Better speech to text? Better prediction (so you have to type less)? Better compression for attachments? Better grammar checking?
It's clear that web sites are slowly transitioning into a role that is similar to desktop apps, so there will be a million applications that can use hefty computational power.
> Compiling things can take a while, but that's already easily parallelized by file.
Better optimizations? Things like evolutionary algorithms for assembly generation come to mind, which could use any conceivable number of cores. Better static analysis?
> I'm told image/video processing can be slow, but there are already existing algorithms that work on huge numbers of cores (or on GPUs).
GPUs are typically not as good as CPUs for integer math, in particular they're not deeply pipelined, etc. This could conceivably become much faster.
> Recalcing very large spreadsheets can be slow, but that should be rather trivial to parallelize (along the same lines as image processing).

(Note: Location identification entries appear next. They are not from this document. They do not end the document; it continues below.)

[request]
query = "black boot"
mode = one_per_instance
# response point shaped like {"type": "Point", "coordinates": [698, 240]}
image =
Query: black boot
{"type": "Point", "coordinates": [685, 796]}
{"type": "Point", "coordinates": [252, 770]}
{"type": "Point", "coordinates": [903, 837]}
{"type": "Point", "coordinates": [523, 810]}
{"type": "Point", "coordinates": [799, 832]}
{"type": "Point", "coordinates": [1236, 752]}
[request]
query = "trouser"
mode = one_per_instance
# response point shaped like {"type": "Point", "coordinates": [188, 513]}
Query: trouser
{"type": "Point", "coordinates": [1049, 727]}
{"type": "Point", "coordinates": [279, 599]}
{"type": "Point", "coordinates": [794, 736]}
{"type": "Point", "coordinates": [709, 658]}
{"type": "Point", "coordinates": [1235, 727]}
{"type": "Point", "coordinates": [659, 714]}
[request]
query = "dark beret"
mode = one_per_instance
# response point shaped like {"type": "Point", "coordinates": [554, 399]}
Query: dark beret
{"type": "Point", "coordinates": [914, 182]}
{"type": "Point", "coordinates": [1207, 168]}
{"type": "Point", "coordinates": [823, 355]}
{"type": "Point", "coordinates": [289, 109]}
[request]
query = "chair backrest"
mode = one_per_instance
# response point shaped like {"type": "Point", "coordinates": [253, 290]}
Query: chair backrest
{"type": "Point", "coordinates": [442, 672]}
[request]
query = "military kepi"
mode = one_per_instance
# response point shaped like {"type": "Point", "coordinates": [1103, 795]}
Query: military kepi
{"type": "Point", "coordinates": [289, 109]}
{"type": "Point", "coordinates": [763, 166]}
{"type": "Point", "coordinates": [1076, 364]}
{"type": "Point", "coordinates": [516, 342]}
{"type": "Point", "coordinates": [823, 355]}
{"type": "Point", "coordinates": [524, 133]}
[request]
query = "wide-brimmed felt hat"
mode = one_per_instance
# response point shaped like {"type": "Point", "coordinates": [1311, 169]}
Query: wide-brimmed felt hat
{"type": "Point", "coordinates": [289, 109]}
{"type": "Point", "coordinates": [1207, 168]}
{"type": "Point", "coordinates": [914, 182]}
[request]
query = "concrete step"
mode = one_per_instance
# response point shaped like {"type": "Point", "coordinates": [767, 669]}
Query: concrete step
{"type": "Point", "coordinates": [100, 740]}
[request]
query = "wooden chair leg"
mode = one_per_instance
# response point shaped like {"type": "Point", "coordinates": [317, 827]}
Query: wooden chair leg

There are a ton of things that could happen here with massive computational power. Spreadsheets that use machine learning techniques to predict things? More powerful models?
>* So isn't the article pretty much garbage?*
Come on, people have been coming up with novel uses for our ever-increasing computational power for well over a hundred years now (from mechanical computers to octo-core desktop machines). Why would they suddenly stop now?
Each client connection is entirely independent of the other client connections. That's trivial to parallelize (thread pool, Erlang, whatever).
I also have one where the clients are almost entirely independent; that one connects to a database which handles the "almost" part.
But maybe you're someone who's happy with the cores and algorithms he already has. That's OK with me. There will certainly always be problems where shared-nothing parallelism over commodity hardware is the most cost effective. But not everyone is mining Bitcoin or computing the Mandelbrot set.
I don't think your typical application will have to take advantage of all 200 cores in an explicit way. The use of dynamic languages on the desktop signifies that developers have been willing to throw away performance for development time for a while now. Why is that suddenly going to change, especially with the more difficult concurrent landscape before us?